Reste que cette coopération offre au Maroc une bouffée d'oxygène financière et technique. Avec des projets concrets comme la reforestation de zones dégradées et la formation de techniciens locaux, elle pourrait constituer un levier pour une véritable transition écologique. À condition que les promesses se traduisent en actions sur le terrain.
Ce qu'il faut retenir : un État à plusieurs vitesses
Ces trois sujets, apparemment disjoints, racontent la même histoire : celle d'un Maroc qui avance par à-coups, où les réformes structurelles peinent à suivre le rythme des urgences quotidiennes.
- L'urgence locale vs l'ambition nationale : À Marrakech, les déchets s'entassent pendant que le gouvernement célèbre des partenariats internationaux. Cette dichotomie révèle un État dont les priorités restent floues, tiraillé entre la gestion des crises immédiates et la construction d'un avenir plus lointain.
- La réforme par l'infrastructure : Le nouveau palais de justice de Salé illustre une tendance lourde au Maroc - privilégier les solutions visibles (bâtiments, technologies) aux réformes de fond (formation, lutte contre la corruption, simplification des procédures). C'est plus facile à vendre politiquement, mais moins efficace sur le long terme.

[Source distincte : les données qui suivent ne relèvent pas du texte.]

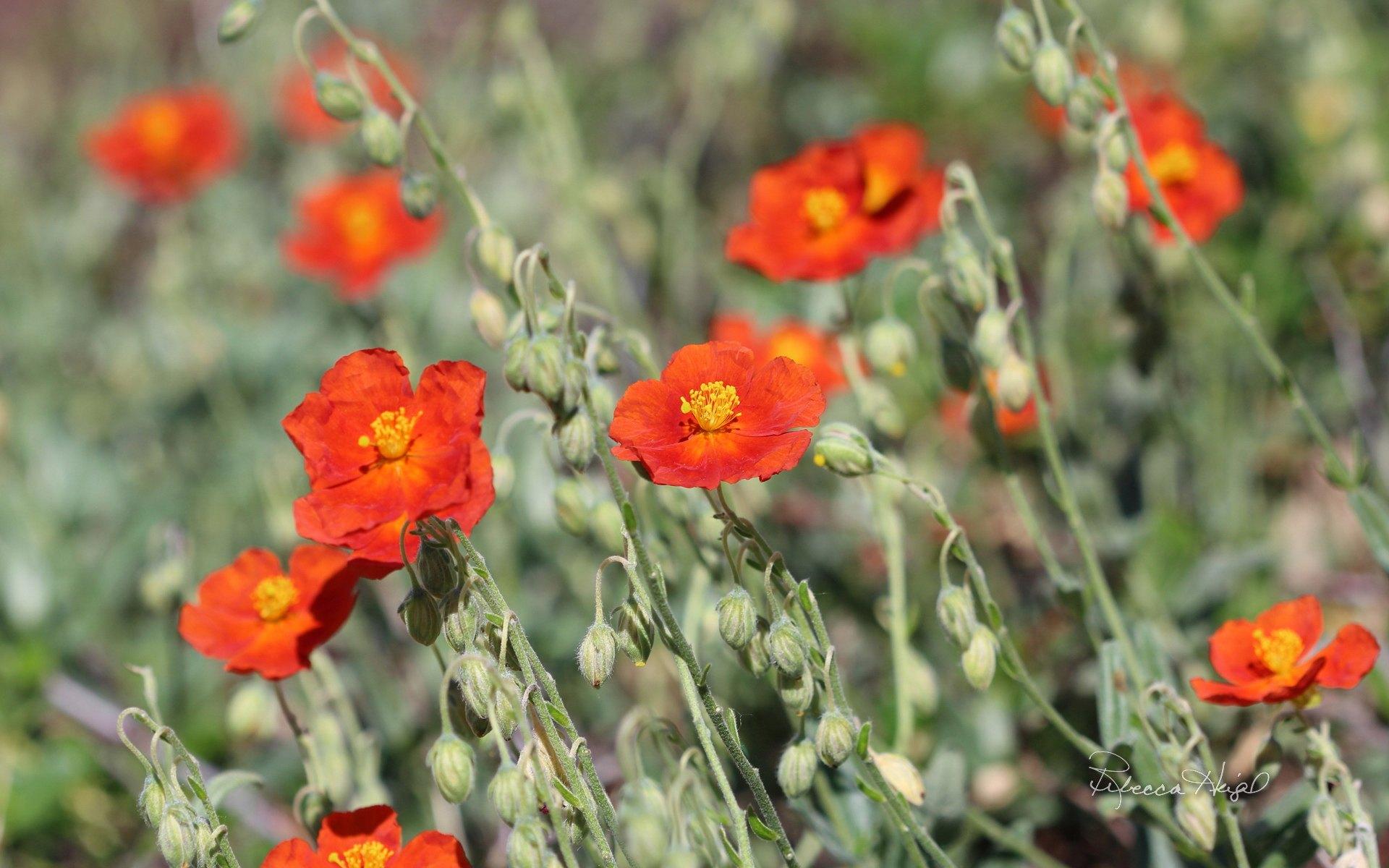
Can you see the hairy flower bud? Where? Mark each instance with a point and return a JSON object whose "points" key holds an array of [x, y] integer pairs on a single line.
{"points": [[338, 98], [1052, 72], [1197, 816], [1017, 38], [736, 618], [833, 739], [797, 768], [980, 659], [598, 653], [381, 137]]}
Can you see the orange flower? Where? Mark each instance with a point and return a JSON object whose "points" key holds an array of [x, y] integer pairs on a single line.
{"points": [[798, 341], [353, 229], [1199, 179], [380, 453], [367, 838], [297, 109], [261, 618], [167, 145], [1266, 660], [824, 213], [717, 417]]}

- Les partenariats internationaux comme béquille : Que ce soit avec la France pour les forêts ou les États-Unis pour African Lion, le Maroc compte de plus en plus sur ses alliés pour combler ses lacunes. Une stratégie risquée, qui peut créer une dépendance technologique et financière.
- L'inégalité territoriale comme constante : Entre les rues de Marrakech et les couloirs climatisés des ministères à Rabat, l'expérience citoyenne varie du tout au tout. Cette fracture territoriale, loin de se résorber, semble s'accentuer avec le temps.
Le Maroc de 2026 reste un pays de contrastes, où les avancées spectaculaires côtoient les reculs inquiétants. La question n'est plus de savoir si le pays peut se réformer, mais à quel rythme, et surtout, pour qui. Entre les palais de justice flambant neufs et les montagnes d'ordures qui empuantissent les rues, le citoyen marocain a parfois l'impression de vivre dans deux pays différents. C'est cette schizophrénie institutionnelle qu'il faudra surmonter pour que les réformes annoncées deviennent enfin une réalité tangible.